We start with a discussion of how to tie the value proposition of a product/service to its price, and the pros of a value based approach to pricing vs. cost or competition based pricing. 

Next, we learn how to measure demand and set a uniform optimal price for a product or service under different data availability constraints – (1) retail settings with historical sales and price data available (2) no historical data available but the company is able to run a price experiment to learn the causal effects of price changes (3) no historical data available and not possible to run a price experiment – in these case we will learn how to design and analyze conjoint surveys, a popular survey based method to measure consumer preferences.

In the second half of the course, we will learn different forms of price targeting strategies – direct price targeting (different prices to different consumers for the same product/service), product line pricing (launching different versions of the product aimed at different consumer segments), bundled pricing (bundling different products together into a single package), and dynamic pricing (changing prices over time to adapt to changing market conditions).
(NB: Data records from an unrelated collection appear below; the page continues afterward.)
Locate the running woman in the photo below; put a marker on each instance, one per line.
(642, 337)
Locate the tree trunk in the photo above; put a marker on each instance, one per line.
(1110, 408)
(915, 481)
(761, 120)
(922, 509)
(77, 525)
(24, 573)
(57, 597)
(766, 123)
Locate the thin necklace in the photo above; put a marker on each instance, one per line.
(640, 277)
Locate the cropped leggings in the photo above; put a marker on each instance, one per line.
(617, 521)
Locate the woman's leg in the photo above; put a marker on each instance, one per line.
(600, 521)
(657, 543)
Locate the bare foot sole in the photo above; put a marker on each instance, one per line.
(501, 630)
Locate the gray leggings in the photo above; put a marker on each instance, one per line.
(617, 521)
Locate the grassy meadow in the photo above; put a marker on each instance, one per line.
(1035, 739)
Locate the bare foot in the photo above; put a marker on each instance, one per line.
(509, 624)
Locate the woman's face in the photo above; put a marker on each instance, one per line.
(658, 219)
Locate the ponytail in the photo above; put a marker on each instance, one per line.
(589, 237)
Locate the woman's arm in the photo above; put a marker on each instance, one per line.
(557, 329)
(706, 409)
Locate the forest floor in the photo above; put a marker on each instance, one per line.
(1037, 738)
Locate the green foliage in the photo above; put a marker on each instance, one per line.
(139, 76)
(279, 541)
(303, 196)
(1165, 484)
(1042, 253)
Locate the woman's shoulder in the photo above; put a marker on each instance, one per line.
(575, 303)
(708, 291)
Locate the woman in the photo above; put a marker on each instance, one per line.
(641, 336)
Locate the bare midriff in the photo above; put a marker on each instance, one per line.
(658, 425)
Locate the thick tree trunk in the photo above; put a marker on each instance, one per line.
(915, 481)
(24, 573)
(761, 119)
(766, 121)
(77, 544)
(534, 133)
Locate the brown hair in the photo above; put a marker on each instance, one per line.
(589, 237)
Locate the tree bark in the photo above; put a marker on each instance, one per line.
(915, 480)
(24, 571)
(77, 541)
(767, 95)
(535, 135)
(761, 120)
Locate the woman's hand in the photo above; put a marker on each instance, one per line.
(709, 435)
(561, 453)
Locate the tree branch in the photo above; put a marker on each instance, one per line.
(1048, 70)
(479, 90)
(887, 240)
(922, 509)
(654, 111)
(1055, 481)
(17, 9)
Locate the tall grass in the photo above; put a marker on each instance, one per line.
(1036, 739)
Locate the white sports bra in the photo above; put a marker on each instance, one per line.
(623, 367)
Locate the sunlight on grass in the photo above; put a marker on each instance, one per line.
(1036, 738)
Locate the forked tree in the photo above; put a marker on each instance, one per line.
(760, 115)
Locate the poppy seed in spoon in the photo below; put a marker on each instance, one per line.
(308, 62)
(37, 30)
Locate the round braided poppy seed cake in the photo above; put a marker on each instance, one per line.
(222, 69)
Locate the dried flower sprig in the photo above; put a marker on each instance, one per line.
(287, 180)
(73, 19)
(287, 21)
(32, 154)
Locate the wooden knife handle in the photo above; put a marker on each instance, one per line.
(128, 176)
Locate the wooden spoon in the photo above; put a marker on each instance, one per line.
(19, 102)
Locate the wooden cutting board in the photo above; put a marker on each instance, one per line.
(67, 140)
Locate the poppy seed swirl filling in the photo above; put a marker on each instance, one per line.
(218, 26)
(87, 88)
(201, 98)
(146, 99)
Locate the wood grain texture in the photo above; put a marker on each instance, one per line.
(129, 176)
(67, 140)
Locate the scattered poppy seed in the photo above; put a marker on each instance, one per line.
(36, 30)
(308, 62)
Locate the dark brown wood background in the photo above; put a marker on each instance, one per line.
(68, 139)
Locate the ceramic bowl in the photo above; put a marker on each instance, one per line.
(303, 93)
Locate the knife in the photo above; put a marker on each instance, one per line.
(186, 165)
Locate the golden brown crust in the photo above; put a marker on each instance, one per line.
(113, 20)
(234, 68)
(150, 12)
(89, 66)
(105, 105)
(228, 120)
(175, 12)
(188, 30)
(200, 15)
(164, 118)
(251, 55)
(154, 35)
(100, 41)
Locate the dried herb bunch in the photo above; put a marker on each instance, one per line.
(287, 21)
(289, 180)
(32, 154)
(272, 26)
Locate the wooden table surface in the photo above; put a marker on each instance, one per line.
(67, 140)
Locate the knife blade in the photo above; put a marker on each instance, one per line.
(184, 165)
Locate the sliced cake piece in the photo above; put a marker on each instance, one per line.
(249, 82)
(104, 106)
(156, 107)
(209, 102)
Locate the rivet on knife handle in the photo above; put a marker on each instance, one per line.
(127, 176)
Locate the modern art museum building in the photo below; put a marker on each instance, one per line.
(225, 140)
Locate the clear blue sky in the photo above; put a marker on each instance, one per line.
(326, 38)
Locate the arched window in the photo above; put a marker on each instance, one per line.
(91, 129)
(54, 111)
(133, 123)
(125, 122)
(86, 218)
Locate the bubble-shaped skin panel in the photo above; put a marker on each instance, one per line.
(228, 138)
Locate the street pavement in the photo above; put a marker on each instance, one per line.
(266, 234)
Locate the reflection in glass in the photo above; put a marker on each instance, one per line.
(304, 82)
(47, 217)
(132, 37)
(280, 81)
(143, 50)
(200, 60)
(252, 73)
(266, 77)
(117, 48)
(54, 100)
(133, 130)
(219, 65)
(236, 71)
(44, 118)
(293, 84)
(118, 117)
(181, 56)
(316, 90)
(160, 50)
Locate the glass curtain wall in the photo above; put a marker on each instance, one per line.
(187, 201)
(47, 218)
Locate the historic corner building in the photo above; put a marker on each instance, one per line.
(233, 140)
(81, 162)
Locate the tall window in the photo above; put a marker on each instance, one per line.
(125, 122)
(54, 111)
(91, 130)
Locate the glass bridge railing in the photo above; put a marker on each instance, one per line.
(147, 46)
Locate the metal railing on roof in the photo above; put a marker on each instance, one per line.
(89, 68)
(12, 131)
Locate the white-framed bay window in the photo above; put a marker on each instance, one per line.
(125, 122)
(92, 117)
By the end of the course, students will know:

(1) How to measure the value of a product/service and set its price based on value. 

(2) How to use historical sales and price data to measure the price elasticity of demand and set a uniform optimal price. 

(3) How to design price experiments and conjoint surveys, and analyze the resulting data to measure the causal effects of price changes on consumer demand.

(4) How to gauge the feasibility and impact of some common forms of direct and indirect price targeting strategies in different types of markets.


Are there components of your elective that can help students build their resume? 

Som of the assignments in my course involve using R to run linear regressions and optimization routines on real-world data, and using the results to make pricing decisions. Students can list these analytical skills and experiences on their resumes.


How will students apply the knowledge and skills they gain in your classroom in their careers? 

Students will learn how to take a data driven approach to pricing decision-making. Pricing analytics is a key focus-area for many businesses today in various industries including tech, Consumer Packaged Goods (CPG), manufacturing, e-commerce, hospitality, Software as a Service (SaaS) etc. Students who take up jobs like product manager, consultant, marketing manager etc. and work on the pricing of any product or service in their jobs can apply the concepts they learn in my class to determine optimal pricing strategies depending on the data available, market conditions, customer preferences, and competitive environment. 


Any tips for incoming MBAs on how they can brush up on skills/knowledge over the summer?

If you are interested in a career involving any kind of analytics, then getting a head-start on learning how to code using R/Python will help with most analytics courses at Foster and also in your future jobs.